At the time, neither one of us knew that, 1600 years earlier, St. Augustine shared our passion for the stars. On one of his cosmic visits he pondered: “What did the Universe look like before time was created?” When asked what time is, he responded, “If you ask me I must reply that I do not know, but if you don’t ask, I know that I know.”
This may have been a beautiful manifestation of a typical dialogue between the human right brain and left brain. The right brain can contain wisdom that the left brain cannot quantify: ergo Mystery.
In spite of many boastful claims by many modern-day scientists, the truth of the matter is that St. Augustine’s query has yet to be answered. Scientists claim that the Universe is 14.5 billion years old, but the number may be arbitrary and meaningless, especially if we don’t know what time is. Some creative scientists suggest that the so-called “Big Bang” might be one of an infinite number of “Big Bang” events with each obliterating the evidence of all previous events. If this is true, we may never know where the Universe came from. Or, if the final stage of cosmic entropy is a “Big Gnab” (Bang in reverse), perhaps the Universe will return to a state of absolute nothingness. How intriguing would that be?
What terms like “The Big Bang Theory,” “The Unified Field Theory” and “The String Theory” all have in common is that they are all theories that have yet to be proved. And so scientists are still trapped in the conundrum of a Universe that has been created with no known cause. Of course, they cannot scientifically acknowledge a Supreme Being and therefore many of them scoff at religious beliefs.
They have addressed the oxymoronic dilemma of “matter cannot be created or destroyed” by claiming that quantum mechanics allows for the Universe to be so complex that it made itself out of NOTHING! (Stephen Hawking)
Meanwhile, the recent spike in racial strife and disharmony conjured up a distant memory of an event on top of Yosemite’s famous Half Dome. A Biodesign class was snuggled in a circle under a canopy of stars that were so brilliant that it seemed like we could reach out and pick a basket full. The students resonated with the wisdom of the Universe at a level that would make most astronomers blush. Suddenly, a small female voice quietly asked, “Why do people waste so much time and energy hating each other?” I suspect that every heart stopped briefly and the silence that ensued was absolute. No one had an answer.
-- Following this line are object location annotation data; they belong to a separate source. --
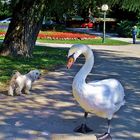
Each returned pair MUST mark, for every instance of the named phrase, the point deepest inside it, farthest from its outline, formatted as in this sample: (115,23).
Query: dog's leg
(18,91)
(11,91)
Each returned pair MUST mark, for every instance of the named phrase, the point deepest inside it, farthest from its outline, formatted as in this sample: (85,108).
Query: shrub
(124,28)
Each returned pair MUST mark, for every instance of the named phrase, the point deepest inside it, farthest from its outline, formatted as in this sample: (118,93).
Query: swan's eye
(71,60)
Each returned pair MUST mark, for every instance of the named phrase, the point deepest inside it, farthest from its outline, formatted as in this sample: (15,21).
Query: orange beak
(70,62)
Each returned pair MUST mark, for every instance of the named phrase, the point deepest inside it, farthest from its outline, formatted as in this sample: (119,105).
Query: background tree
(24,27)
(28,15)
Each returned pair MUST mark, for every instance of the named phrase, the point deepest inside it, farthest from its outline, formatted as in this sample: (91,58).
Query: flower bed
(2,34)
(65,35)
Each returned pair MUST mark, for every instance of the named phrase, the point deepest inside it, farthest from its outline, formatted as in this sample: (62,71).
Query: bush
(124,28)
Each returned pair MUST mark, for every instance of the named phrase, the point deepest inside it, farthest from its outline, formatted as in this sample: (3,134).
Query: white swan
(102,98)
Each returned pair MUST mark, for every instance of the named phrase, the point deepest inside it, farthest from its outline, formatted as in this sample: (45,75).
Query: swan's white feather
(103,97)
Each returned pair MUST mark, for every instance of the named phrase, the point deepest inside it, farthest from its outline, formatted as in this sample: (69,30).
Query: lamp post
(104,8)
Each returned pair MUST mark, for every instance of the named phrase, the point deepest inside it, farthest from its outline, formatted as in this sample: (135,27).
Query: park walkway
(51,113)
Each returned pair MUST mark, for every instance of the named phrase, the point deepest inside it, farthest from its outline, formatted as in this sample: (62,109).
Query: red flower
(64,35)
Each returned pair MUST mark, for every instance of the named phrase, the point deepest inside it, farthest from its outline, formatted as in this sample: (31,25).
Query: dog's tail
(13,83)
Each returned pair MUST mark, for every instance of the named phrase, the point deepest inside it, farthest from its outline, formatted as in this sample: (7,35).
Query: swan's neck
(87,67)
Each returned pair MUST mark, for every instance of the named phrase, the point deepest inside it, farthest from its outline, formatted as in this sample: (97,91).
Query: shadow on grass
(51,109)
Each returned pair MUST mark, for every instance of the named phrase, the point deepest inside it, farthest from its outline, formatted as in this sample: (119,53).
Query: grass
(44,59)
(89,41)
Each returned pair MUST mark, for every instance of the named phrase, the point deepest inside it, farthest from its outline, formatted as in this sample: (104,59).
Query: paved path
(51,113)
(110,35)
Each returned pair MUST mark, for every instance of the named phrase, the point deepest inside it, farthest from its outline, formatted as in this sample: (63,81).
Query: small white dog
(23,83)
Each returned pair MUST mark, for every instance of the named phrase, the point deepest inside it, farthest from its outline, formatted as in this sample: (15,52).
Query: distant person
(134,34)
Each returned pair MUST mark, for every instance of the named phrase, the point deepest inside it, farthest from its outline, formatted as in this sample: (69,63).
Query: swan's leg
(83,127)
(106,136)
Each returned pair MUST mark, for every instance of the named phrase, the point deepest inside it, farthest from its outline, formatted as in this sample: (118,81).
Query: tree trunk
(24,27)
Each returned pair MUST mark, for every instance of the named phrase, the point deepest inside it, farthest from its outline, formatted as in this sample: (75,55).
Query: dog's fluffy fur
(22,83)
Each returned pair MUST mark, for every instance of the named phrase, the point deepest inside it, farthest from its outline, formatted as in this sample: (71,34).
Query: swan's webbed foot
(105,136)
(82,129)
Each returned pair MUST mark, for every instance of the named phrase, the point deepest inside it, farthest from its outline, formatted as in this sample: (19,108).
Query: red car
(87,25)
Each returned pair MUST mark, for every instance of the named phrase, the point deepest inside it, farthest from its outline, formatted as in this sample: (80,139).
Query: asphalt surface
(51,113)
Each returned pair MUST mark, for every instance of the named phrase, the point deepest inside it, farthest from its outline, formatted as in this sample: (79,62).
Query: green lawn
(89,41)
(44,58)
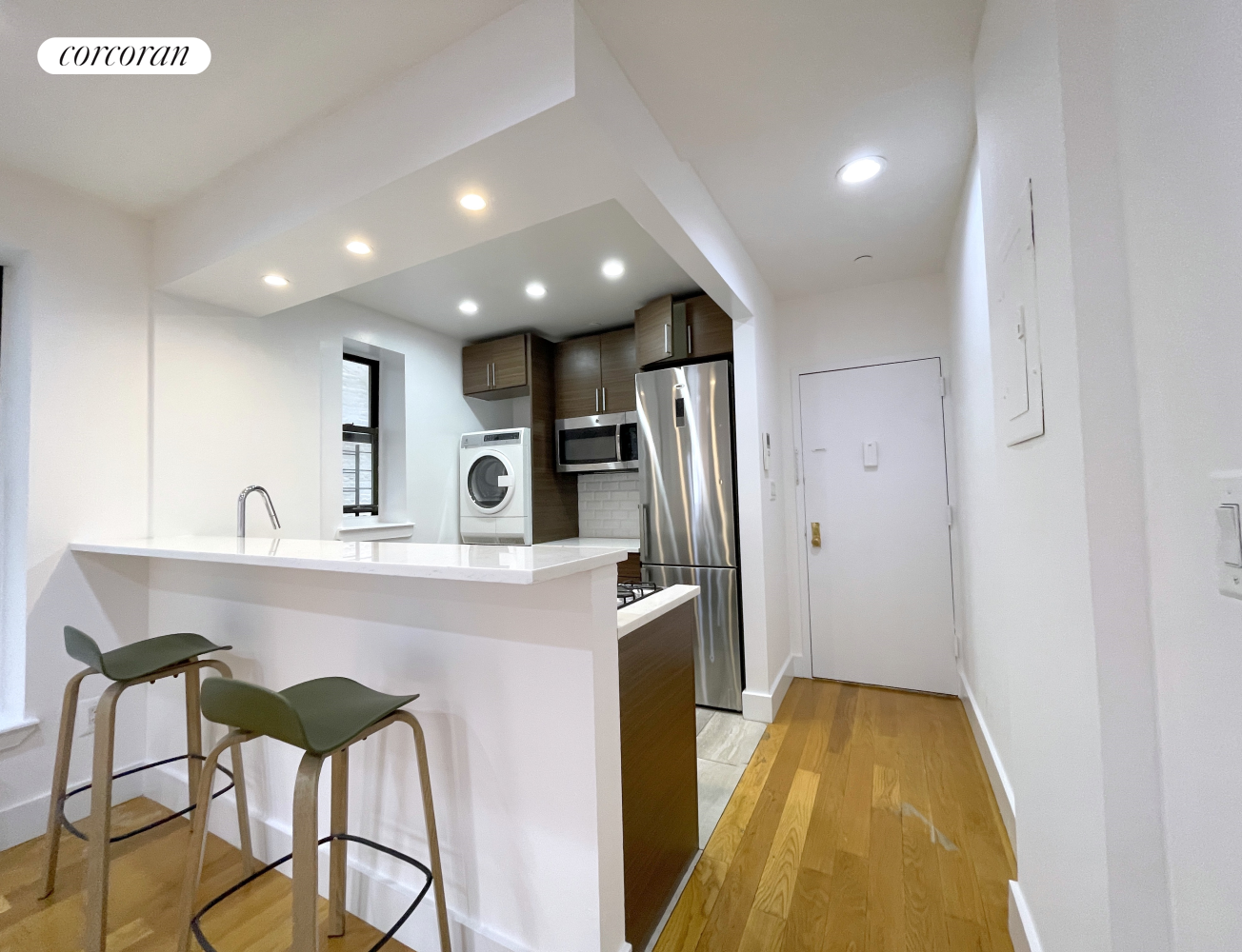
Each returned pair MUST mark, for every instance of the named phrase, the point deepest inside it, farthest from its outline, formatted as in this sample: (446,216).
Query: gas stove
(631,592)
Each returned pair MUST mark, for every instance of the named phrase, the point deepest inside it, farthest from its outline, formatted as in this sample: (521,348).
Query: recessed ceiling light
(861,170)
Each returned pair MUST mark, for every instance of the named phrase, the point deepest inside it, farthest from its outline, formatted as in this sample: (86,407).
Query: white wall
(767,645)
(1179,84)
(244,400)
(869,324)
(74,392)
(979,552)
(1058,637)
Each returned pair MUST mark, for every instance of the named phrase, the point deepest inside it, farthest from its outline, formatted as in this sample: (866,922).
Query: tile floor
(726,743)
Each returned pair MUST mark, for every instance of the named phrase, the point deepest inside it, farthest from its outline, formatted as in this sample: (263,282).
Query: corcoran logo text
(125,55)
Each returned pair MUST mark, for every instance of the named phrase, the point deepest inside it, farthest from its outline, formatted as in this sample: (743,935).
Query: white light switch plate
(1229,494)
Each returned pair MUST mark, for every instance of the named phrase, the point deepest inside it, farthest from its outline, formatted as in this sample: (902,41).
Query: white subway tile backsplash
(608,506)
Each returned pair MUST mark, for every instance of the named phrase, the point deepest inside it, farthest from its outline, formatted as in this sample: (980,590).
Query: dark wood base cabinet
(658,766)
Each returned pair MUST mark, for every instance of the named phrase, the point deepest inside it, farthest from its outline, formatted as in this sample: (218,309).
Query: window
(360,434)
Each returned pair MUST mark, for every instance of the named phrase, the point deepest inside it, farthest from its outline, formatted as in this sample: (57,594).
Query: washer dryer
(495,488)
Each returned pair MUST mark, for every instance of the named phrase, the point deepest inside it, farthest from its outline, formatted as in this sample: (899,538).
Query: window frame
(352,433)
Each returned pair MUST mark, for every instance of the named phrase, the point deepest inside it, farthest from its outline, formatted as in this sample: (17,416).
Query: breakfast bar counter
(514,654)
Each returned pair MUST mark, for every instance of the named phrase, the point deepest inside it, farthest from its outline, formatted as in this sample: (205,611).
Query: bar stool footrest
(208,947)
(85,787)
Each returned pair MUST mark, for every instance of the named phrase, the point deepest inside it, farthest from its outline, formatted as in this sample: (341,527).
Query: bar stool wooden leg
(248,853)
(429,813)
(306,854)
(192,727)
(101,820)
(338,846)
(61,779)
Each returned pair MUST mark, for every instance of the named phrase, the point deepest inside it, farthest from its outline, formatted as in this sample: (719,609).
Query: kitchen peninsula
(514,654)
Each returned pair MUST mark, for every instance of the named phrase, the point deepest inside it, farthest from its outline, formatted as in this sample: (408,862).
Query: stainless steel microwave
(597,445)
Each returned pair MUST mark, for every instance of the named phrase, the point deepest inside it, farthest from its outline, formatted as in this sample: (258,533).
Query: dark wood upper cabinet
(595,375)
(510,363)
(653,329)
(578,378)
(497,368)
(476,367)
(619,363)
(708,329)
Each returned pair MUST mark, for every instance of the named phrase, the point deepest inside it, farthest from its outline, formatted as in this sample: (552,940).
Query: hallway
(863,822)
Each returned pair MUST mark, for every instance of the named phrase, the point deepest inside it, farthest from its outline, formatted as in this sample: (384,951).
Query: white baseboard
(764,705)
(372,896)
(1022,932)
(996,775)
(25,821)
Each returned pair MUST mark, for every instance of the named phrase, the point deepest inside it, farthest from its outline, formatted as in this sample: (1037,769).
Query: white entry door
(878,566)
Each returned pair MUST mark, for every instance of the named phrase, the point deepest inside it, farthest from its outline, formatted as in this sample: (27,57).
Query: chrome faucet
(241,509)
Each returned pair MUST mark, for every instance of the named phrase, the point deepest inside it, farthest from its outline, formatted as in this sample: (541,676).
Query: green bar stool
(324,718)
(151,659)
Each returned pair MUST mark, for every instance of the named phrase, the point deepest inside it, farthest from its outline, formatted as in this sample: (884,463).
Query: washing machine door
(490,483)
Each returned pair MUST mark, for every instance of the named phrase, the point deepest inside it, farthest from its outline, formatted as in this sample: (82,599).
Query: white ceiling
(564,254)
(146,142)
(768,99)
(765,101)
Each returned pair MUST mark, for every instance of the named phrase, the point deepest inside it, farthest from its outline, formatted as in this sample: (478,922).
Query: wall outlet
(87,716)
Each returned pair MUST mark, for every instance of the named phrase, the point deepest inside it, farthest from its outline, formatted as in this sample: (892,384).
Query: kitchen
(240,379)
(965,266)
(381,390)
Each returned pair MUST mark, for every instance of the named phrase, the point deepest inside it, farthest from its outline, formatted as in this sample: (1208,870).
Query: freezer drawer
(718,644)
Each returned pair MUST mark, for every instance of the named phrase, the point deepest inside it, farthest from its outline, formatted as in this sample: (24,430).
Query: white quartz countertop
(513,565)
(630,545)
(632,617)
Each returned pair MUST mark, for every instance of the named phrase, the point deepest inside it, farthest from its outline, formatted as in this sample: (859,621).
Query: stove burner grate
(631,592)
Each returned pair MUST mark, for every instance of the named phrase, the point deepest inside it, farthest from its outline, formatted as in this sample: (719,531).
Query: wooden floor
(863,822)
(146,886)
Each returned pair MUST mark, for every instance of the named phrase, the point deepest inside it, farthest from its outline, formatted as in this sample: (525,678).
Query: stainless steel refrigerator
(687,511)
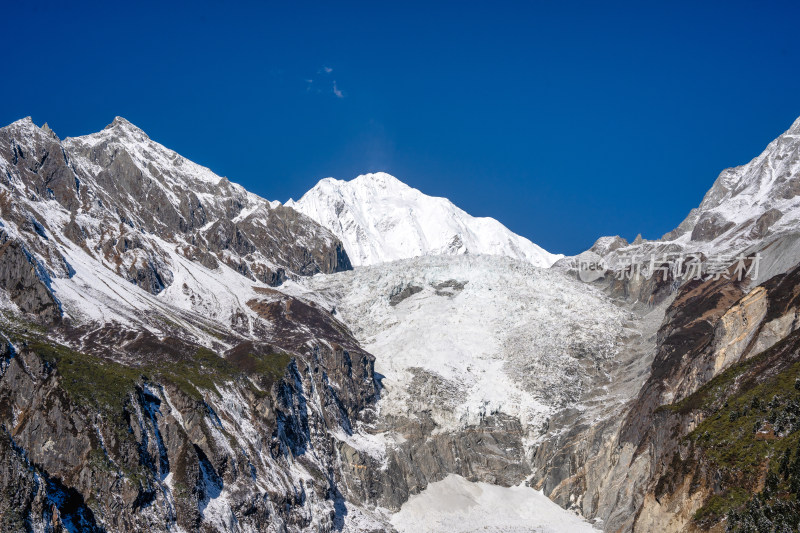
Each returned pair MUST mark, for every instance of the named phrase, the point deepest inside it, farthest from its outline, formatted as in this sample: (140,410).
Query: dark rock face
(203,426)
(20,277)
(146,447)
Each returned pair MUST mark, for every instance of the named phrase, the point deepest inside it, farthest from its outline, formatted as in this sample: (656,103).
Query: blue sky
(564,120)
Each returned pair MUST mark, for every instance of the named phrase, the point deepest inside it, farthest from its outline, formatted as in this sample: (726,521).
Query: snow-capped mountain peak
(379,218)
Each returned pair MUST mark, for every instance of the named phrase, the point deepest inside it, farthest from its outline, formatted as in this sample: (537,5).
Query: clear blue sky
(564,120)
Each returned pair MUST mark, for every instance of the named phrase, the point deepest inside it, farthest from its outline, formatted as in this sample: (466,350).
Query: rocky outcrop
(112,192)
(189,439)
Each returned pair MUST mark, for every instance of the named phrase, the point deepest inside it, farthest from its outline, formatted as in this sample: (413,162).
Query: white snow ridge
(378,218)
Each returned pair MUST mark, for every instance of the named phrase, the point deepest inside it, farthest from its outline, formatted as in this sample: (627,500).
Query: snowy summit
(379,218)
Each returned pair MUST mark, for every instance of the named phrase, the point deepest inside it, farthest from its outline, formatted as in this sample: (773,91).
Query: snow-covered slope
(379,219)
(750,208)
(456,505)
(495,335)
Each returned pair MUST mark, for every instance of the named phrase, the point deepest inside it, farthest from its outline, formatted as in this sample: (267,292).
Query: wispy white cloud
(322,83)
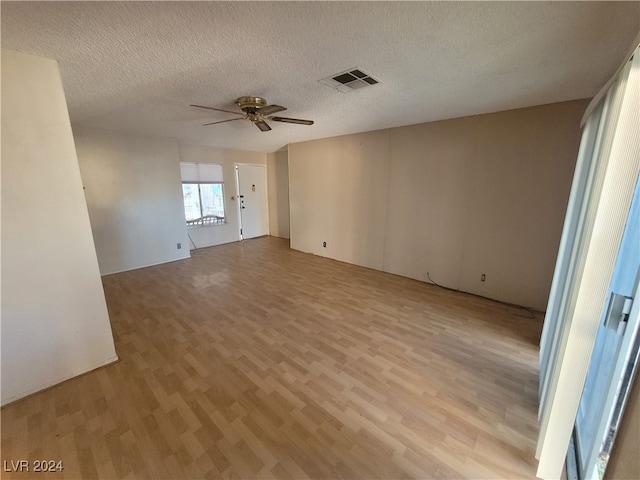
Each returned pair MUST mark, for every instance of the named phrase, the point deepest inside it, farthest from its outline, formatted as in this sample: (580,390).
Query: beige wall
(134,197)
(55,323)
(278,179)
(457,199)
(133,192)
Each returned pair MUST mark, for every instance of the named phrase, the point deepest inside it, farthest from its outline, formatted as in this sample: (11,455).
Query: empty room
(319,240)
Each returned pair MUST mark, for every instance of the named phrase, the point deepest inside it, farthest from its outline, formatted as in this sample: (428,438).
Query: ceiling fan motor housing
(251,105)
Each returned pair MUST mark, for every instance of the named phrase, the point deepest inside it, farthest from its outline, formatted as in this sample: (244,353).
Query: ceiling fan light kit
(257,110)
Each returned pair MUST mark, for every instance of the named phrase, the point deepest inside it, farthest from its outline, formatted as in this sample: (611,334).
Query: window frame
(202,220)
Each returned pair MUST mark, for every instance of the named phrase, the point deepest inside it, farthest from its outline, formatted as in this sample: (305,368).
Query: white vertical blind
(585,264)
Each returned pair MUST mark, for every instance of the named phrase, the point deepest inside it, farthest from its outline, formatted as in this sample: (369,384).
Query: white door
(252,196)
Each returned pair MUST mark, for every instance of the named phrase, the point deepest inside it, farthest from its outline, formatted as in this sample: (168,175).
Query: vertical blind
(606,171)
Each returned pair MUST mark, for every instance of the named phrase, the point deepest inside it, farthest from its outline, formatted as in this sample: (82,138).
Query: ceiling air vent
(349,80)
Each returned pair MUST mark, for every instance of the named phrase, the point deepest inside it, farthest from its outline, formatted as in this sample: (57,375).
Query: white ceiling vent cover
(349,80)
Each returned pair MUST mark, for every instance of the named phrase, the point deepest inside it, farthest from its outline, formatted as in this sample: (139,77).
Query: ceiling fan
(256,110)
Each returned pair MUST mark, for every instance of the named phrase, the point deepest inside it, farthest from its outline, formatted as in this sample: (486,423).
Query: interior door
(252,193)
(614,357)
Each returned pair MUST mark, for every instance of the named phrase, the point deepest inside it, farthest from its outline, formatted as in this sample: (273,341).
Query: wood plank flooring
(251,360)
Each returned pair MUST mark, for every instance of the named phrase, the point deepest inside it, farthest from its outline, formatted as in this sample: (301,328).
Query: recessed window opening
(203,194)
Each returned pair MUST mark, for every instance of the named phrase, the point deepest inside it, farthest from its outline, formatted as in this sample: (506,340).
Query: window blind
(201,172)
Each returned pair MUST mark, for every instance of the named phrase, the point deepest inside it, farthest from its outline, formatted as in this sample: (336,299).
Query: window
(203,194)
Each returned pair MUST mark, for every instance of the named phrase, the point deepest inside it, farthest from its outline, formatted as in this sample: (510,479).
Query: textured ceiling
(136,66)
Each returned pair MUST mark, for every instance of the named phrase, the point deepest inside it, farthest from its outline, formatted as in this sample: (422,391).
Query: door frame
(239,204)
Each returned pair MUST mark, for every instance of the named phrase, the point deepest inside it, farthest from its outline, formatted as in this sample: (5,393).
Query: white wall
(230,231)
(278,179)
(457,198)
(55,323)
(134,195)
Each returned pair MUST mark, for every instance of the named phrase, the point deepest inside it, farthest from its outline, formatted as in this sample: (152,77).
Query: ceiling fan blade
(222,121)
(297,121)
(216,109)
(262,125)
(271,109)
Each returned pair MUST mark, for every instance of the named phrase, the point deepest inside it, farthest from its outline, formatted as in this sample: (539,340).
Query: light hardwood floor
(251,360)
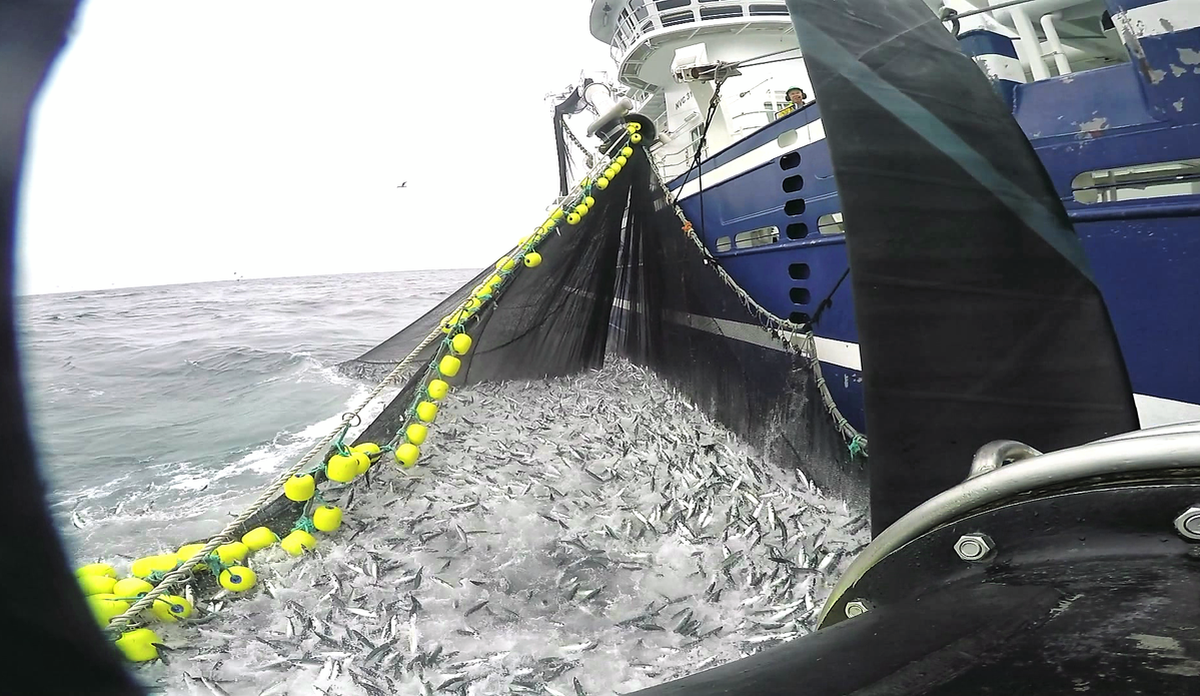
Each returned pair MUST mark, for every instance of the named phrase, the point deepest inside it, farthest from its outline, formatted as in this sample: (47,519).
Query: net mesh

I am growing old and 50 years after my first epiphany with my daughter, I go alone on my nightly pilgrimage to commune with the stars. Sometimes I shiver, not because of the cold, but as the racial violence, vitriol and mayhem continue, I seem to be able to identify with the saddest and shortest line in the Holy Bible: “Jesus wept!”
So, in moments such as those, I am grateful for the reminder I know she would give me now that she has raised her own two children. On some level, it’s all still a mystery. And where there is mystery, there is hope. We in the Biodesign class may not have found the answer to the question of why humans choose to hate rather than to love and focus so on our differences when we are all under the same stars in the Universe, but asking the question, exploring the mysteries, looking for truth, beauty and goodness always starts me on the path to peace and joy.